Citi's ESG specialist Anita McBain highlights that as ESG investing has grown in prominence, a transparent measurement and disclosure practice of sustainability performance is now considered a fundamental part of effective corporate oversight and governance – and one that is increasingly demanded by investors. Complexities in reporting are evident, but the statement by ‘The Five’ aims to address this issue with a more transparent and shared baseline to enable greater sector comparisons and risk evaluation.
Two Key Concepts
- “Single materiality is what investors and companies care about for enterprise value creation.”
- “Double materiality refers to positive and/or negative externalities on the environment or society created by a company's operations, products and services.”
Current disclosure standards have created a high-quality foundation on which ESG scoring metrics can be built. However, in order to progress this initial conception, 'The Five' advocate for more consistent and dependable data, stressing that this would address concerns regarding confusion and cost and as a result encourage quality reporting from individual companies.
ESG in Europe – The evolving regulatory landscape, having enforced mandated sustainability-related reporting, is evidence of emerging ESG awareness and adaptation of ESG strategies into investment attitudes, which is reflective of growing investor demand across equities, fixed income and multi-asset strategies. Sustainable development has been a fundamental objective of the EU over the last 20 years, as mainstreamed via legislation such as EU Sustainable Development Strategy/EU 2020 Strategy and so on, and is expected to remain prominent in implementing the 2030 Agenda and SDGs – giving the EU a prime position in mandating the adoption of sustainability standards.
The IFRS Consultation Paper – Closed in December 2020, the paper outlined the proposal for improved disclosure of climate risk and sustainability indicators.

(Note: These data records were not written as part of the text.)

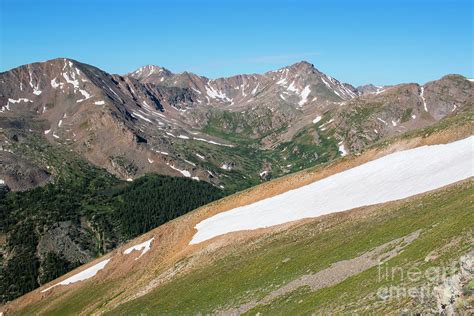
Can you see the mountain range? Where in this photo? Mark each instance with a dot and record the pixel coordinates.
(90, 160)
(232, 132)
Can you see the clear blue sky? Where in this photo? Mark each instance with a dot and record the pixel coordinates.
(382, 42)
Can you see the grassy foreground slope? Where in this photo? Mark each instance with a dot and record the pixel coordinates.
(445, 219)
(247, 272)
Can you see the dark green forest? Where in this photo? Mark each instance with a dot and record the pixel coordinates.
(104, 211)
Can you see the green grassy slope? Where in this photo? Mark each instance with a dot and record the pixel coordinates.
(250, 273)
(98, 212)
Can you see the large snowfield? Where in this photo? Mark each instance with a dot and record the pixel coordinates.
(393, 177)
(81, 276)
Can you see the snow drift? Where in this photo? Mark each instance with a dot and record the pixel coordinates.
(393, 177)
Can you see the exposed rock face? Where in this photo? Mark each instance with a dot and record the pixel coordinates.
(152, 120)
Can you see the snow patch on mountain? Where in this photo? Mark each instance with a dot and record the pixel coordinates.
(146, 246)
(81, 276)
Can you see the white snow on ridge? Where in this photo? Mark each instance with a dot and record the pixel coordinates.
(409, 172)
(212, 142)
(342, 149)
(81, 276)
(317, 119)
(304, 95)
(146, 246)
(422, 92)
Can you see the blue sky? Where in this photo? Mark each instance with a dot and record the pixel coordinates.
(383, 42)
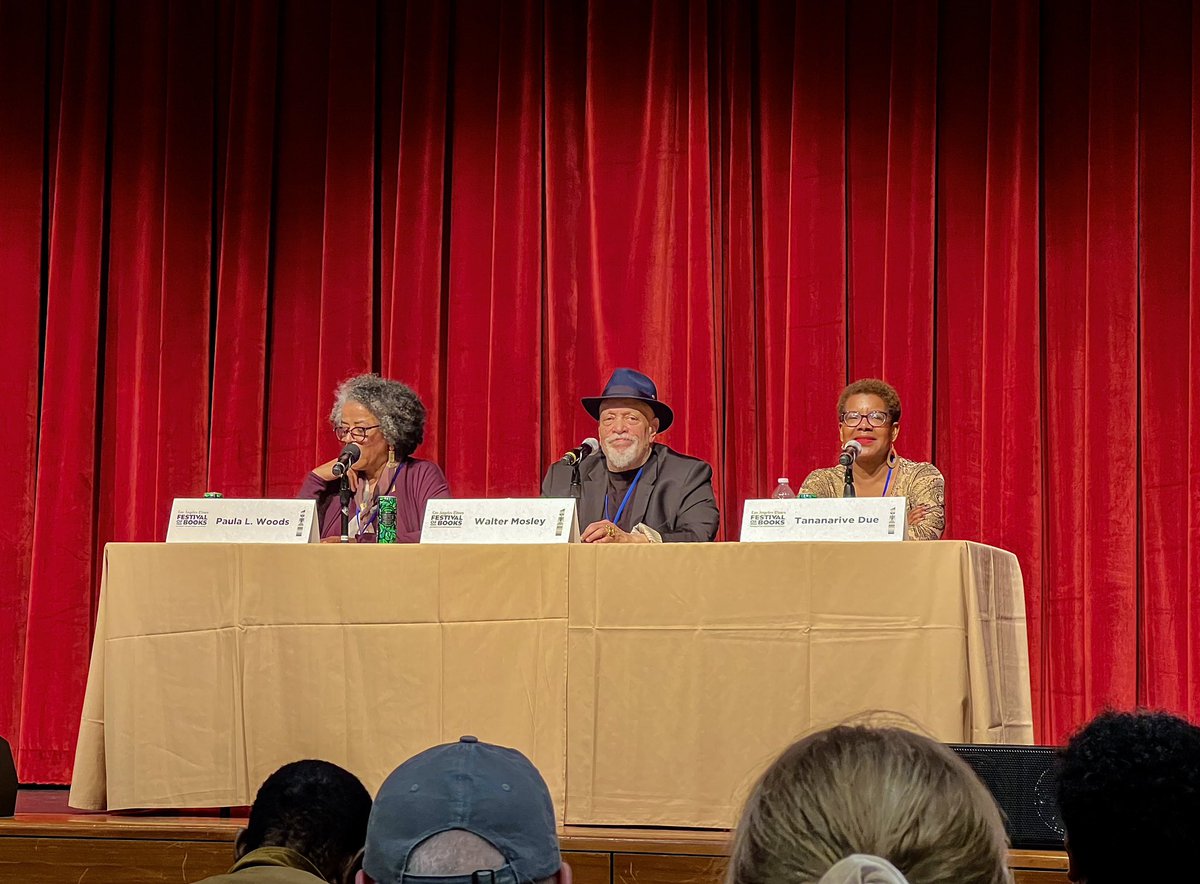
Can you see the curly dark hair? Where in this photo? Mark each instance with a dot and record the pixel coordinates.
(873, 386)
(313, 807)
(1129, 795)
(397, 408)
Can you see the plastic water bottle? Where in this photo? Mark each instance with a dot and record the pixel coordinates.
(783, 491)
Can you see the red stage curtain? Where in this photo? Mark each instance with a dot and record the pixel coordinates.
(215, 210)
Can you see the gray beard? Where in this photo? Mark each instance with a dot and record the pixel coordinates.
(618, 461)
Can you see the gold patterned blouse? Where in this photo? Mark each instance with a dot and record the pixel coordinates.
(918, 481)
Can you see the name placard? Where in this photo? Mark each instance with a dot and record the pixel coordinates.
(511, 521)
(825, 518)
(228, 521)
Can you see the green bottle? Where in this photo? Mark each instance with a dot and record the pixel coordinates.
(387, 519)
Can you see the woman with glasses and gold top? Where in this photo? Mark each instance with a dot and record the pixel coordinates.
(385, 419)
(869, 413)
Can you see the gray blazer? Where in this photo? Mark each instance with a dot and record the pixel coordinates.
(673, 497)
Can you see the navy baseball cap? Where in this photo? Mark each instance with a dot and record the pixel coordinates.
(489, 791)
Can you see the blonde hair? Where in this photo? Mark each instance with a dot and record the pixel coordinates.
(879, 791)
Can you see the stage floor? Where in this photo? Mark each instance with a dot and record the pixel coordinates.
(48, 843)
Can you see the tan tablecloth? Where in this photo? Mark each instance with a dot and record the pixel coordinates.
(648, 684)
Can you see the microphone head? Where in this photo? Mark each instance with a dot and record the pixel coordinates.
(351, 453)
(587, 447)
(850, 452)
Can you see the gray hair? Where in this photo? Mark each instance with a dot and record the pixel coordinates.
(453, 852)
(877, 791)
(396, 407)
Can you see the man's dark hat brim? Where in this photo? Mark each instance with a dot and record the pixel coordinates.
(629, 384)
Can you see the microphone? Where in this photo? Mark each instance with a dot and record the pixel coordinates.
(351, 453)
(850, 452)
(586, 447)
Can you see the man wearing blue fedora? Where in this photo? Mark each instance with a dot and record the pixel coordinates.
(635, 489)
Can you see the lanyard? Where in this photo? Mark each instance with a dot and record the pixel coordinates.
(624, 500)
(375, 509)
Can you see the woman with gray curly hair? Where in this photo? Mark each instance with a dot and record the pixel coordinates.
(385, 419)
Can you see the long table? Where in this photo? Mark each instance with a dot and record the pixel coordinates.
(649, 684)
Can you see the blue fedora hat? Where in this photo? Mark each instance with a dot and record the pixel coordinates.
(630, 384)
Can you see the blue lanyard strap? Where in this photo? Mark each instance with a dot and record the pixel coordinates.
(375, 507)
(624, 500)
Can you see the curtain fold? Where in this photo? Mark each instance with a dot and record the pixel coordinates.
(215, 211)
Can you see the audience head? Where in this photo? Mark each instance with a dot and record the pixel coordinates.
(315, 809)
(463, 813)
(1129, 797)
(869, 804)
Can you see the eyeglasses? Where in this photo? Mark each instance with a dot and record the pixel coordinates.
(876, 419)
(353, 433)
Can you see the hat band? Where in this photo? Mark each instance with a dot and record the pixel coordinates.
(625, 392)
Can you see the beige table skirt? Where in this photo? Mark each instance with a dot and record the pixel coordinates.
(649, 684)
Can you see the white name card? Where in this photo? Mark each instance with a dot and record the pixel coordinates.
(825, 518)
(513, 521)
(221, 521)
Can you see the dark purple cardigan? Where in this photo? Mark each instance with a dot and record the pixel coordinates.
(418, 482)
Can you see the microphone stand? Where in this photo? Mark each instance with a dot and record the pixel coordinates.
(576, 488)
(847, 488)
(345, 493)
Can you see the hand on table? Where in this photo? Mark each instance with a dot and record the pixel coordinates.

As the demand for ESG-centred solutions increases, the IFRS has stressed the need for verifiable and transparent standards in all financial markets. In this ambition for a newly developed and maintained international agreement of reporting standards, the IFRS proposed the creation of a Sustainability Standards Board (SSB). Some progress already has been made regarding disclosures; the UK is making TCFD-aligned disclosures mandatory across the economy by 2025 (with a proportion mandatory by 2023).
IBC/WEF Stakeholder Capitalism Metrics Initiative – Growing from the World Economic Forum’s long-term commitment to stakeholder capitalism, this initiative is particularly impactful, as it highlights widespread executive support “for consistent reporting of 21 ‘core’ metrics in the categories of Principles of Governance, Planet, People, and Prosperity,’ with a supplemental set of 34 ‘expanded’ metrics in the same categories.”
With regard to approach, though fewer investors focus specifically on biodiversity loss and environmental issues, a number of specialists continue to stress their long-term implications – highlighting the lack of understanding regarding the impacts given the lack of attention from corporates. However, in an avenue very familiar to corporates, 'The Five' have also addressed the potential that sustainability matters could create or erode enterprise value, in order to present potential financial incentive for companies to develop their sustainability reporting processes.
The collective approach is instrumental to the impact that can be achieved across the standardisation of ESG disclosure. With support from bodies such as a new SSB, new reporting requirements can be implemented across global markets, with a climate-first approach leading the way.